Troisièmement, un succès a été obtenu sur le front de l'achèvement du regroupement des opérateurs, prévu par la loi du 7 juillet 2014 d'orientation et de programmation relative à la politique de développement et de solidarité internationale, afin de supprimer les doublons et de donner au nouvel opérateur une taille critique. Le comité interministériel de la transformation publique a en effet décidé, le 15 novembre 2019, de rattacher JCI à Expertise France. Nous nous en félicitons, car cette dernière met notamment en oeuvre des projets confiés par l'Union européenne en gestion déléguée dans le champ du renforcement des services judiciaires et de l'amélioration de la chaîne pénale. Cette fusion donnera ainsi davantage de cohérence et d'impact à l'expertise française dans ce domaine et atteste que les préconisations de Jean-Pierre Vial et moi-même n'étaient pas dénuées de fondement.
Quatrièmement, le projet de contrat d'objectifs et de moyens fait clairement de l'Afrique et des pays fragiles une priorité pour Expertise France. Il est ainsi prévu que l'agence signera annuellement 50 % de ses nouveaux contrats en Afrique, et qu'elle contribuera à l'effort de l'État dans les zones de fragilités telles que les bassins de crise du Sahel, du lac Tchad et de la République centrafricaine. Dans ces régions, l'appui aux opérations internationales de sécurité et de maintien de la paix, la stabilisation et le renforcement des États resteront au coeur des activités de l'agence.
Pour finir, je veux indiquer quelques éléments qui nous paraissent moins positifs et quelques interrogations relatives à l'avenir de l'agence.
En premier lieu, le Comité interministériel de la transformation publique du 15 novembre 2019 a décidé que l'opérateur agricole Adecia serait rattaché non à Expertise France mais à FranceAgriMer, l'établissement national des produits de l'agriculture et de la mer, et que France Vétérinaire International serait intégrée à l'école VetAgroSup. Le paysage administratif global est, certes, simplifié mais au détriment de la cohérence de l'expertise internationale française.
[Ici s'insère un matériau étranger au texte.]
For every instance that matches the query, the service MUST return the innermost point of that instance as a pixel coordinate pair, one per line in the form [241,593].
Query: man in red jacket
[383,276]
Nous en prenons acte, mais il est important qu'Expertise France conserve de bonnes relations avec le ministère de l'agriculture et les autres acteurs de l'expertise agricole, car l'agence a plusieurs projets importants en cours dans le domaine de l'agriculture durable, tant en Amérique latine qu'en Afrique de l'Ouest ou encore au Liban.
En second lieu, si un gros travail a été accompli pour intégrer Expertise France au sein du groupe AFD, avec la mutualisation des fonctions supports et la conduite de nombreux projets en commun, certaines zones de flou persistent, que le contrat d'objectifs et de moyens ne dissipe pas. Aboutira-t-on à terme au rapprochement des statuts des salariés de l'un et de l'autre organismes ? Expertise France restera-t-elle autonome au sein du groupe AFD ? Le directeur général nous assure que oui, mais nous n'en avons pas la garantie. Ou sera-t-elle progressivement absorbée, ce qui serait la négation de bien des avancées ?
En tout état de cause, ces questions seront traitées dans le cadre de la future loi d'orientation sur la solidarité internationale et l'aide au développement ; nous devrons donc en examiner attentivement les dispositions.
Enfin, la préservation de l'autonomie d'Expertise France dépendra du renouvellement de l'accréditation à la gestion des fonds européens, qui conditionne la première source de financement de l'agence. La fin de l'année sera décisive à cet égard, avec le résultat de l'audit mené par la Commission.
Ainsi, sous réserve de ces quelques points de vigilance, Jean-Pierre Vial et moi vous proposons de donner un avis favorable au projet de contrat d'objectif et de moyens d'Expertise France pour 2020-2022.